Jin Yan, Wang Yan, Wang Zhi-Jian, Lin Dao-Hong, Wang Wen-Hui
Department of Medical Genetics, Harbin Medical University, Harbin, China.
Am J Physiol Renal Physiol. 2009 May;296(5):F1179-84. doi: 10.1152/ajprenal.90725.2008. Epub 2009 Feb 11.
We have previously demonstrated that ANG II inhibits ROMK-like small-conductance K channels (SK) in the cortical collecting duct from rats on a K-deficient diet (KD) (35). In the present study, we examined the role of angiotensin type 1 receptor (AT(1)R) in mediating the effect of K restriction on K secretion. We confirmed the previous finding that K restriction increased the superoxide anion level, c-Src expression, and the phosphorylation of both p38 and extracellular signal-regulated kinase mitogen-activated protein kinase (MAPK) in renal cortex and outer medulla. However, the effect of K restriction on superoxide anion generation, c-Src expression, and MAPK phosphorylation was significantly attenuated in rats receiving losartan, an inhibitor of AT(1)R. In contrast, losartan treatment had no effect on superoxide anion level, c-Src expression, and MAPK phosphorylation in animals on a normal K diet (NK). K restriction decreased SK channel activity and increased the tyrosine phosphorylation of ROMK. However, inhibiting AT(1)R abolished the effect of K restriction on SK channels and tyrosine phosphorylation of ROMK channels. The notion that AT(1)R is involved in regulating renal K excretion was also supported by the experiments with metabolic cages showing that losartan treatment significantly enhanced urinary K loss in rats on a KD diet while it had no effect in animals on a NK diet. Consequently, losartan-treated animals had severe hypokalemia in response to K restriction compared with rats without losartan intake. We conclude that AT(1)R is involved in mediating the effect of K restriction on superoxide generation, c-Src, and MAPK and that inhibiting AT(1)R impairs renal ability of K conservation in response to K depletion.
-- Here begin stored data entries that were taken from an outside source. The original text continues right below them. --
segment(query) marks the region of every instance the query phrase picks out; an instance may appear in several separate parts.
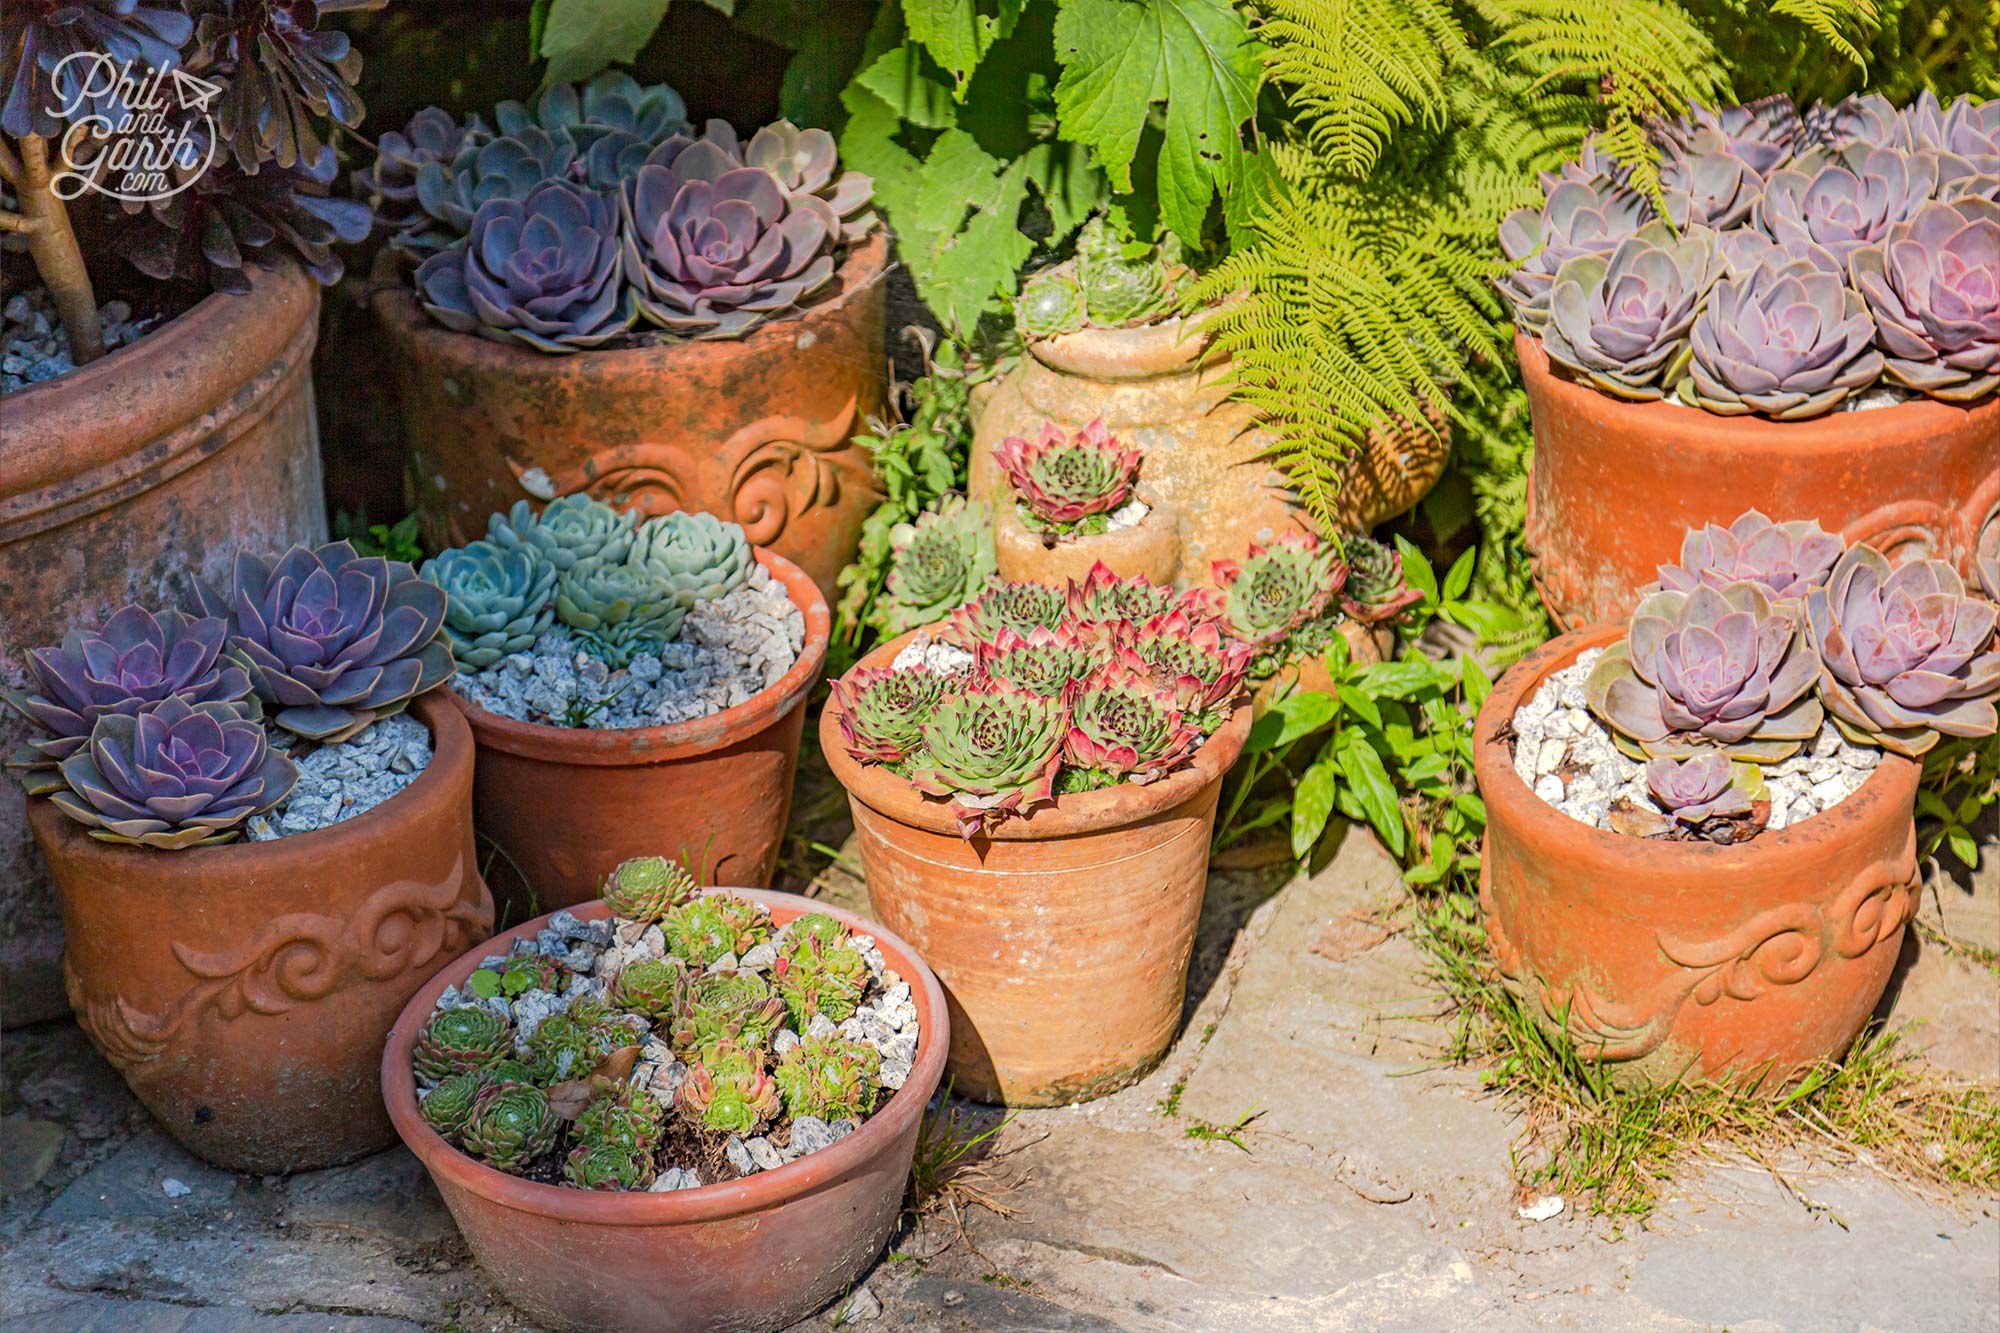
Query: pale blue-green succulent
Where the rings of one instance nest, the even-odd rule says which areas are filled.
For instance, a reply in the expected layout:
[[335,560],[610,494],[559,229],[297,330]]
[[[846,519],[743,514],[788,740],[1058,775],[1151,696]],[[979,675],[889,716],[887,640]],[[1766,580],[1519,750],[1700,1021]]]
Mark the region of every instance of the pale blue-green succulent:
[[556,580],[556,614],[586,652],[622,667],[672,643],[687,607],[646,570],[597,557],[578,561]]
[[641,524],[626,557],[684,607],[735,592],[754,562],[741,527],[685,511]]
[[632,549],[634,520],[602,500],[578,492],[549,501],[540,514],[526,500],[517,500],[504,515],[486,524],[486,539],[496,546],[532,546],[560,572],[579,560],[620,561]]
[[475,541],[425,561],[422,572],[450,599],[444,633],[460,670],[526,652],[555,621],[557,570],[532,545]]

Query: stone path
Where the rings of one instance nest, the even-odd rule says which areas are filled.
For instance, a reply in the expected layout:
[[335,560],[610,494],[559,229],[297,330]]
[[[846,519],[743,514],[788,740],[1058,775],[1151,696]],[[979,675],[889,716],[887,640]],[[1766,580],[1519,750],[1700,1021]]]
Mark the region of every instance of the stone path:
[[[1933,926],[2000,934],[2000,851]],[[827,897],[865,910],[838,873]],[[1446,1036],[1395,871],[1350,834],[1318,875],[1211,877],[1189,1018],[1166,1063],[1089,1106],[1022,1113],[982,1167],[1008,1213],[906,1228],[857,1326],[1055,1333],[1981,1333],[2000,1330],[2000,1200],[1925,1202],[1865,1170],[1685,1173],[1643,1224],[1517,1216],[1519,1127]],[[2000,940],[1981,945],[1988,950]],[[1988,957],[1990,957],[1990,953]],[[2000,1081],[2000,978],[1913,942],[1896,1017]],[[0,1311],[28,1333],[501,1333],[400,1149],[290,1179],[206,1167],[69,1023],[5,1038]],[[1255,1111],[1242,1147],[1191,1138]],[[967,1107],[972,1122],[998,1113]],[[170,1183],[173,1182],[173,1183]],[[800,1329],[834,1326],[829,1311]]]

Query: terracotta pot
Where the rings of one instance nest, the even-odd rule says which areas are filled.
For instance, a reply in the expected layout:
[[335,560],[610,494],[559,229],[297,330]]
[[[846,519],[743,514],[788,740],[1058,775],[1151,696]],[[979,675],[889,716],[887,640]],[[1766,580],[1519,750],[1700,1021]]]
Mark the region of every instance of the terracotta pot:
[[[910,637],[857,665],[888,665]],[[1058,797],[966,842],[944,802],[849,758],[827,704],[820,749],[847,788],[868,899],[944,983],[954,1091],[1059,1106],[1159,1063],[1180,1027],[1216,798],[1249,733],[1239,704],[1186,768]]]
[[445,959],[493,928],[472,843],[472,733],[435,696],[430,765],[365,814],[273,842],[162,852],[92,838],[45,798],[28,820],[91,1044],[189,1151],[306,1171],[395,1135],[383,1035]]
[[1053,545],[1044,544],[1042,534],[1021,521],[1015,506],[1001,504],[993,517],[993,551],[1000,577],[1061,587],[1071,579],[1081,583],[1091,567],[1102,562],[1121,579],[1147,578],[1162,587],[1172,585],[1181,562],[1178,515],[1157,495],[1140,498],[1152,508],[1131,527],[1063,537]]
[[[1396,652],[1396,631],[1388,625],[1364,625],[1358,620],[1343,620],[1340,622],[1340,637],[1347,640],[1348,660],[1357,666],[1386,662]],[[1333,693],[1333,677],[1327,674],[1325,658],[1300,658],[1278,668],[1276,675],[1252,685],[1251,716],[1262,717],[1280,693],[1295,694],[1301,690]]]
[[806,640],[791,670],[747,703],[600,729],[517,722],[449,696],[479,743],[473,810],[497,849],[486,873],[503,921],[595,898],[619,862],[652,853],[686,857],[709,883],[770,883],[833,621],[805,571],[765,550],[757,562],[805,613]]
[[[873,935],[910,983],[922,1040],[909,1081],[831,1147],[743,1180],[665,1194],[538,1185],[459,1152],[417,1110],[417,1031],[448,985],[489,953],[532,938],[538,917],[447,967],[389,1034],[382,1090],[396,1132],[423,1160],[480,1268],[541,1327],[618,1333],[766,1333],[845,1292],[896,1228],[924,1104],[944,1073],[949,1020],[937,978],[910,946],[850,912],[789,893],[731,889],[779,921],[826,912]],[[593,920],[603,903],[577,909]]]
[[1845,801],[1734,847],[1571,819],[1514,772],[1501,729],[1618,624],[1552,640],[1479,710],[1480,903],[1501,972],[1614,1076],[1764,1080],[1842,1054],[1882,998],[1916,910],[1918,766],[1883,756]]
[[[1180,576],[1208,583],[1209,565],[1239,559],[1252,542],[1306,530],[1263,457],[1271,445],[1248,405],[1227,394],[1229,363],[1203,360],[1201,316],[1138,329],[1086,329],[1031,341],[1028,355],[987,394],[972,440],[970,492],[1006,491],[993,450],[1053,421],[1071,430],[1102,418],[1145,452],[1141,475],[1178,511]],[[1441,418],[1440,418],[1441,420]],[[1427,431],[1371,434],[1349,464],[1340,518],[1366,531],[1402,513],[1437,483],[1447,446]]]
[[[319,289],[253,269],[100,361],[0,406],[0,688],[22,654],[127,602],[187,604],[239,549],[323,541],[312,350]],[[0,708],[0,757],[29,735]],[[64,1012],[62,931],[25,802],[0,782],[0,992],[8,1023]]]
[[1622,619],[1689,528],[1752,508],[1968,576],[1979,550],[2000,551],[2000,397],[1723,417],[1573,384],[1533,338],[1517,335],[1514,350],[1535,425],[1526,541],[1558,624]]
[[[547,356],[432,323],[385,252],[370,299],[424,536],[462,545],[516,500],[587,490],[642,514],[734,520],[831,593],[882,498],[853,437],[887,402],[888,255],[876,235],[834,294],[741,339]],[[530,489],[534,469],[547,484]]]

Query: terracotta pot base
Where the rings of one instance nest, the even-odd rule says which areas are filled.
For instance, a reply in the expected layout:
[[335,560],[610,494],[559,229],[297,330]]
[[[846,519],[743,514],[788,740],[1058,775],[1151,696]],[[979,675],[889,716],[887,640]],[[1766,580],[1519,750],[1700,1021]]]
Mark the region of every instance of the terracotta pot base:
[[1046,583],[1062,587],[1090,576],[1103,564],[1121,579],[1144,578],[1169,587],[1180,568],[1179,517],[1172,505],[1154,496],[1146,517],[1117,532],[1088,537],[1063,537],[1053,545],[1029,529],[1013,506],[1002,504],[993,519],[993,549],[1000,577],[1015,583]]

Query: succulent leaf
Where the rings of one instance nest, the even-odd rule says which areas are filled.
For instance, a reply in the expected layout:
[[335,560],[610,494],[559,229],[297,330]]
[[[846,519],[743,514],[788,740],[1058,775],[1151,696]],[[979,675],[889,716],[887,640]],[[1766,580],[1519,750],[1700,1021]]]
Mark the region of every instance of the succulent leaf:
[[794,1120],[859,1120],[881,1095],[882,1057],[838,1034],[807,1037],[778,1062],[777,1084]]
[[1737,781],[1738,766],[1719,751],[1685,759],[1647,761],[1646,790],[1668,814],[1690,827],[1718,816],[1747,815],[1750,797]]
[[942,620],[992,579],[993,511],[946,496],[890,529],[889,549],[882,628],[893,636]]
[[555,623],[556,567],[533,546],[469,542],[420,572],[449,599],[444,633],[462,671],[526,652]]
[[1347,581],[1340,589],[1341,609],[1362,624],[1394,620],[1423,600],[1423,593],[1403,577],[1403,557],[1387,542],[1355,532],[1348,535],[1342,550],[1347,558]]
[[1868,306],[1806,260],[1724,278],[1694,321],[1680,382],[1691,406],[1796,421],[1831,411],[1882,373]]
[[672,1019],[674,1050],[692,1056],[731,1044],[763,1050],[785,1018],[785,1002],[754,972],[717,972],[680,993]]
[[771,938],[770,921],[757,905],[726,893],[676,907],[660,929],[667,952],[694,968],[705,968],[724,954],[740,958]]
[[1067,625],[1049,629],[1037,625],[1026,635],[1003,629],[991,642],[973,648],[973,669],[986,680],[1059,699],[1070,685],[1104,664],[1108,648],[1080,639]]
[[1053,630],[1069,609],[1068,594],[1044,583],[995,583],[951,613],[938,635],[946,643],[971,651],[991,643],[1000,631],[1026,636],[1037,628]]
[[1773,601],[1796,602],[1826,583],[1845,543],[1812,519],[1773,523],[1755,509],[1727,528],[1710,523],[1691,528],[1681,542],[1681,562],[1661,565],[1660,581],[1648,589],[1693,592],[1749,580],[1762,584]]
[[1200,730],[1172,694],[1146,676],[1112,666],[1075,690],[1063,759],[1099,785],[1144,785],[1165,777],[1201,741]]
[[1583,254],[1609,255],[1651,214],[1645,198],[1609,176],[1564,179],[1540,208],[1519,208],[1500,223],[1500,249],[1516,267],[1495,284],[1514,318],[1539,333],[1564,264]]
[[570,1137],[592,1147],[648,1152],[666,1136],[666,1112],[652,1093],[620,1084],[583,1108],[570,1126]]
[[658,1022],[679,1011],[689,984],[687,969],[673,959],[640,958],[619,969],[611,1003]]
[[634,530],[632,515],[577,492],[557,496],[539,514],[526,500],[516,500],[505,515],[487,520],[486,540],[501,547],[531,546],[561,573],[580,560],[623,561]]
[[441,1009],[417,1033],[411,1063],[417,1077],[440,1082],[453,1074],[484,1069],[514,1049],[514,1028],[479,1005]]
[[612,914],[628,921],[664,921],[676,907],[701,896],[694,876],[664,856],[635,856],[605,877],[602,894]]
[[1926,203],[1848,263],[1889,378],[1951,403],[2000,387],[2000,204]]
[[657,653],[672,643],[687,607],[649,570],[592,557],[556,580],[556,615],[586,651],[622,667],[639,653]]
[[756,560],[740,526],[682,510],[640,524],[626,563],[644,571],[663,593],[692,607],[742,587]]
[[690,1065],[681,1084],[681,1110],[722,1134],[754,1134],[782,1104],[763,1052],[728,1042]]
[[1216,586],[1226,597],[1223,625],[1256,648],[1271,649],[1325,613],[1347,579],[1339,553],[1310,533],[1286,532],[1251,546],[1241,563],[1218,560]]
[[563,1159],[563,1179],[581,1190],[643,1190],[653,1183],[653,1154],[617,1143],[586,1143]]
[[947,696],[923,724],[910,781],[951,802],[969,841],[1009,814],[1055,799],[1068,712],[1061,700],[991,682]]
[[944,677],[923,667],[859,667],[830,687],[847,753],[863,764],[900,763],[922,744],[920,731],[944,693]]
[[560,1125],[540,1088],[496,1083],[473,1103],[459,1146],[489,1166],[515,1171],[555,1146]]
[[1688,330],[1722,267],[1713,231],[1676,236],[1649,222],[1609,256],[1581,254],[1557,270],[1542,350],[1606,393],[1658,398],[1685,372]]
[[1023,338],[1056,338],[1089,322],[1083,284],[1066,267],[1043,269],[1014,298],[1014,327]]
[[1206,731],[1221,725],[1243,688],[1256,650],[1213,620],[1190,621],[1173,610],[1119,636],[1115,660],[1172,694],[1189,721]]
[[1067,531],[1093,514],[1109,514],[1131,498],[1140,455],[1118,442],[1102,420],[1074,434],[1054,422],[1030,444],[1010,435],[994,446],[1031,526]]
[[424,1094],[418,1110],[424,1123],[447,1139],[456,1140],[472,1118],[479,1094],[491,1086],[492,1077],[483,1069],[465,1069],[447,1074],[435,1088]]

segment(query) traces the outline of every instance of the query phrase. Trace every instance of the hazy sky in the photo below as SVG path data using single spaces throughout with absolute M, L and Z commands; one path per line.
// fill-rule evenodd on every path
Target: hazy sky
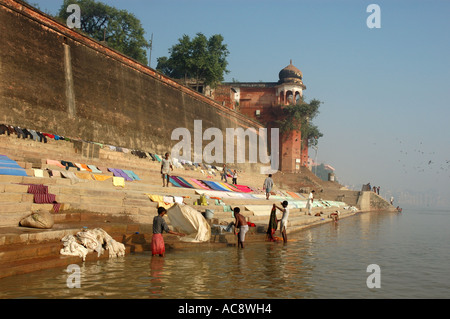
M 55 14 L 62 0 L 30 0 Z M 324 136 L 317 161 L 342 184 L 450 198 L 450 1 L 115 0 L 142 22 L 151 66 L 183 34 L 222 34 L 225 80 L 276 82 L 293 64 Z M 369 28 L 370 4 L 381 28 Z M 310 151 L 315 158 L 315 151 Z M 450 203 L 450 201 L 448 201 Z

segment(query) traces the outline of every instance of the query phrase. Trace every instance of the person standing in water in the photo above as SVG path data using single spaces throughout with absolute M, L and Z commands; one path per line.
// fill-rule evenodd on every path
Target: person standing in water
M 281 233 L 281 236 L 283 237 L 284 243 L 287 243 L 286 228 L 287 228 L 287 222 L 288 222 L 288 218 L 289 218 L 288 204 L 289 203 L 287 201 L 284 201 L 281 203 L 282 207 L 278 207 L 275 204 L 273 204 L 274 208 L 279 209 L 283 213 L 283 216 L 281 217 L 281 220 L 280 220 L 280 233 Z
M 163 216 L 167 213 L 164 207 L 158 207 L 158 215 L 153 218 L 153 236 L 152 236 L 152 256 L 159 255 L 164 257 L 166 247 L 162 236 L 163 231 L 168 234 L 181 236 L 184 234 L 171 231 Z
M 235 207 L 234 211 L 234 234 L 238 236 L 238 247 L 244 248 L 245 234 L 248 232 L 248 224 L 245 220 L 245 217 L 241 215 L 241 209 L 239 207 Z M 239 234 L 237 233 L 237 229 L 239 228 Z

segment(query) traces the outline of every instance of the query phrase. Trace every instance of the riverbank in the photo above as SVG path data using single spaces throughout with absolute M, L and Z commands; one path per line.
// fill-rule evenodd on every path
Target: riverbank
M 347 218 L 360 211 L 349 211 L 341 214 Z M 303 215 L 306 217 L 306 215 Z M 288 228 L 288 236 L 306 228 L 335 222 L 328 217 L 305 218 L 304 223 L 298 223 L 293 229 Z M 56 224 L 49 230 L 39 230 L 26 227 L 0 228 L 0 278 L 29 273 L 42 269 L 65 267 L 70 264 L 81 264 L 83 260 L 77 256 L 63 256 L 61 239 L 66 235 L 75 235 L 83 229 L 102 228 L 115 240 L 126 247 L 126 255 L 151 251 L 151 224 L 136 224 L 127 222 L 89 221 Z M 292 227 L 291 227 L 292 228 Z M 267 225 L 256 224 L 250 227 L 246 235 L 246 243 L 264 242 Z M 276 235 L 279 235 L 278 232 Z M 232 232 L 213 232 L 211 240 L 203 243 L 180 241 L 177 236 L 164 234 L 167 253 L 179 250 L 201 251 L 211 248 L 221 249 L 236 246 L 237 237 Z M 96 252 L 89 253 L 86 261 L 110 258 L 107 252 L 98 256 Z
M 98 157 L 86 158 L 79 152 L 77 143 L 48 140 L 41 143 L 34 140 L 18 139 L 15 136 L 0 136 L 0 154 L 8 156 L 17 162 L 25 171 L 26 176 L 0 175 L 0 278 L 32 272 L 40 269 L 81 263 L 79 257 L 62 256 L 61 239 L 66 235 L 74 235 L 83 227 L 89 229 L 102 228 L 116 241 L 126 247 L 126 254 L 150 250 L 151 223 L 160 203 L 149 199 L 149 194 L 161 197 L 183 198 L 187 205 L 195 207 L 200 212 L 206 209 L 212 211 L 213 217 L 208 220 L 213 233 L 208 243 L 192 244 L 181 242 L 177 237 L 164 235 L 167 250 L 202 249 L 202 247 L 224 247 L 236 244 L 236 237 L 227 233 L 220 226 L 234 220 L 230 208 L 240 207 L 241 213 L 248 222 L 255 224 L 250 227 L 247 241 L 264 241 L 267 223 L 272 204 L 282 200 L 290 202 L 290 217 L 288 233 L 301 231 L 305 227 L 334 222 L 329 215 L 339 211 L 341 218 L 364 211 L 355 204 L 358 203 L 359 192 L 341 190 L 335 184 L 330 188 L 313 184 L 301 184 L 304 189 L 317 189 L 313 215 L 305 214 L 306 196 L 298 189 L 280 189 L 275 185 L 274 193 L 266 200 L 261 190 L 265 176 L 252 172 L 239 172 L 239 184 L 252 187 L 249 198 L 230 196 L 237 192 L 215 192 L 208 196 L 206 206 L 194 205 L 202 194 L 202 190 L 185 187 L 161 187 L 159 174 L 160 163 L 149 158 L 140 158 L 134 154 L 113 151 L 108 147 L 99 149 Z M 101 180 L 92 179 L 93 173 L 84 171 L 84 176 L 91 179 L 64 178 L 55 173 L 73 173 L 79 171 L 70 167 L 68 170 L 55 166 L 52 159 L 70 161 L 73 163 L 89 163 L 96 167 L 120 167 L 132 170 L 139 180 L 124 181 L 123 185 L 113 183 L 113 173 L 103 169 Z M 87 174 L 87 175 L 86 175 Z M 220 181 L 218 170 L 203 169 L 194 165 L 177 166 L 174 175 L 197 180 L 207 179 Z M 307 174 L 307 172 L 305 173 Z M 82 176 L 82 175 L 79 175 Z M 311 178 L 308 178 L 311 180 Z M 29 193 L 30 185 L 43 185 L 48 194 L 54 195 L 58 204 L 55 212 L 54 203 L 36 203 L 33 194 Z M 210 194 L 211 195 L 211 194 Z M 217 196 L 220 197 L 217 197 Z M 366 194 L 369 197 L 375 196 Z M 379 199 L 382 200 L 382 199 Z M 370 203 L 371 201 L 369 201 Z M 349 209 L 352 208 L 352 209 Z M 19 221 L 38 210 L 49 211 L 54 218 L 51 229 L 36 229 L 19 227 Z M 170 225 L 170 220 L 167 220 Z M 109 258 L 107 253 L 97 257 L 88 254 L 87 260 Z

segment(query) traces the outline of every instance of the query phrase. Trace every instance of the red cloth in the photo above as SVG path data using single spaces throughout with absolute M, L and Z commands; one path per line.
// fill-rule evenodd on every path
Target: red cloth
M 162 234 L 153 234 L 152 236 L 152 255 L 163 255 L 166 252 Z
M 59 212 L 61 204 L 56 201 L 56 195 L 48 192 L 48 186 L 28 184 L 28 193 L 34 194 L 34 202 L 36 204 L 53 204 L 53 211 Z
M 54 204 L 56 203 L 55 194 L 34 194 L 34 202 L 36 204 Z

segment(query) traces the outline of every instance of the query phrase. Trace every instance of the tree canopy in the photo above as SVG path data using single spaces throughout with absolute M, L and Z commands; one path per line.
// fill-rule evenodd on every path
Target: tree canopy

我们之前已经证明,血管紧张素II(ANG II)可抑制低钾饮食(KD)大鼠皮质集合管中的ROMK样小电导钾通道(SK)(35)。在本研究中,我们研究了1型血管紧张素受体(AT(1)R)在介导钾限制对钾分泌影响中的作用。我们证实了之前的发现,即钾限制会增加肾皮质和外髓中的超氧阴离子水平、c-Src表达以及p38和细胞外信号调节激酶丝裂原活化蛋白激酶(MAPK)的磷酸化。然而,在接受AT(1)R抑制剂氯沙坦的大鼠中,钾限制对超氧阴离子生成、c-Src表达和MAPK磷酸化的影响显著减弱。相比之下,氯沙坦治疗对正常钾饮食(NK)动物的超氧阴离子水平、c-Src表达和MAPK磷酸化没有影响。钾限制降低了SK通道活性并增加了ROMK的酪氨酸磷酸化。然而,抑制AT(1)R消除了钾限制对SK通道和ROMK通道酪氨酸磷酸化的影响。代谢笼实验也支持了AT(1)R参与调节肾脏钾排泄的观点,该实验表明氯沙坦治疗显著增加了KD饮食大鼠的尿钾流失,而对NK饮食动物没有影响。因此,与未摄入氯沙坦的大鼠相比,氯沙坦治疗的动物在钾限制时出现严重低钾血症。我们得出结论,AT(1)R参与介导钾限制对超氧生成、c-Src和MAPK的影响,并且抑制AT(1)R会损害肾脏在钾缺乏时保留钾的能力。